- Coat of arms of Maryland

Maryland General Assembly
- Long title An Act to extend to the sect of people professing the Jewish religion, the same rights and privileges enjoyed by Christians ;
- Passed: January 5, 1826
- Signed by: Samuel Stevens, Jr.
- Introduced by: Thomas Kennedy

= Jew Bill =

1826 Maryland law

The Jew Bill (more formally, "An Act to extend to the sect of people professing the Jewish religion, the same rights and privileges enjoyed by Christians") was passed in 1826 by the Maryland General Assembly to allow Jews to hold public office in the state.
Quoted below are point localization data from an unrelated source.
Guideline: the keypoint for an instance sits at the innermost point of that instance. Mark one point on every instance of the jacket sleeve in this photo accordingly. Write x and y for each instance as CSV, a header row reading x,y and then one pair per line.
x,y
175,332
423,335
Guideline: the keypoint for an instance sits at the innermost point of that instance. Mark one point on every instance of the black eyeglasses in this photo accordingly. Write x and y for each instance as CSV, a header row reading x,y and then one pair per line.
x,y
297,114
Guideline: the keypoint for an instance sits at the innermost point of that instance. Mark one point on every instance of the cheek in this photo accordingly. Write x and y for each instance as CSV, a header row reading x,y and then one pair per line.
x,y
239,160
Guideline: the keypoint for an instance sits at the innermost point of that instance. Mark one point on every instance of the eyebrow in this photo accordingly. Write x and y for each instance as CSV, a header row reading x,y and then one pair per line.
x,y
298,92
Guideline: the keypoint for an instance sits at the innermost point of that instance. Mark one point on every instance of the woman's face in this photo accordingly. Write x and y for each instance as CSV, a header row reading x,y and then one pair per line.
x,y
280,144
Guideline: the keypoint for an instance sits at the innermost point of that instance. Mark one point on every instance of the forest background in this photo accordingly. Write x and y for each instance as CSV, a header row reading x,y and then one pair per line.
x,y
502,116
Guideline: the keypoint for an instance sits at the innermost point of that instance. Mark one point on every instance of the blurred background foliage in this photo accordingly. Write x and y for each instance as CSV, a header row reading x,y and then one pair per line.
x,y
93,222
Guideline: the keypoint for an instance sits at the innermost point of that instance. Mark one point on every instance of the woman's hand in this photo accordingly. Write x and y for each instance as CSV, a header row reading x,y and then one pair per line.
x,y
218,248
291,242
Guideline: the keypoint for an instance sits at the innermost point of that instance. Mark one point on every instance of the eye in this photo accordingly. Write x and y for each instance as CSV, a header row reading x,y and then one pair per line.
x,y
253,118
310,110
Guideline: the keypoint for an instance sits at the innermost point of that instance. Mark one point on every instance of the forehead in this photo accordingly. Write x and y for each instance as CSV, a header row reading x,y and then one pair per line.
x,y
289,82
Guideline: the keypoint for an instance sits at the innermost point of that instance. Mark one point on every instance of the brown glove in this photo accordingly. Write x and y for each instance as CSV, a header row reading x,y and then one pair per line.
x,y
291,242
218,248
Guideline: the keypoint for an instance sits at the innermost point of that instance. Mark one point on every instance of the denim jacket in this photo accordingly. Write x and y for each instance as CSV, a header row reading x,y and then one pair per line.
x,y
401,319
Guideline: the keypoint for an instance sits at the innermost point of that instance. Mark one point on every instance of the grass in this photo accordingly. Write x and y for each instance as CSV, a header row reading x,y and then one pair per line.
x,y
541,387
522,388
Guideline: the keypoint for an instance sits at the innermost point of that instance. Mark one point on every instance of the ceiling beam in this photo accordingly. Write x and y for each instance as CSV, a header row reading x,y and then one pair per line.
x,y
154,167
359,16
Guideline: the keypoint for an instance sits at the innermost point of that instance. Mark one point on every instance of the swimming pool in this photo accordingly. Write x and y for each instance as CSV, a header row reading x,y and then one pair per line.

The bill was passed on January 5, 1826, "after a long and arduous struggle." The long struggle over the Jew Bill attracted widespread newspaper coverage and occasioned significant debate over the relationship between race and citizenship. The Jew Bill altered the state's constitution to allow Jews to hold public office upon swearing to (or affirming) a belief in "a future state of rewards and punishments"; previously, the state's constitution required public officeholders to make "a declaration of a belief in the Christian religion." The fight to pass it was led in the early 1820s by Jacob I. Cohen Jr. (1789–1869) and Solomon Etting (1764–1847), who subsequently ran successfully for Baltimore City Council and became the first Jews to hold elected office in Maryland. Maryland was among the last US states to remove a prohibition on Jews holding public office.

Arguing on behalf of the change, Thomas Kennedy, a Christian who had been elected to the Maryland legislature, said, "There are few Jews in the United States. In Maryland there are very few. But if there was only one — to that one, we ought to do justice."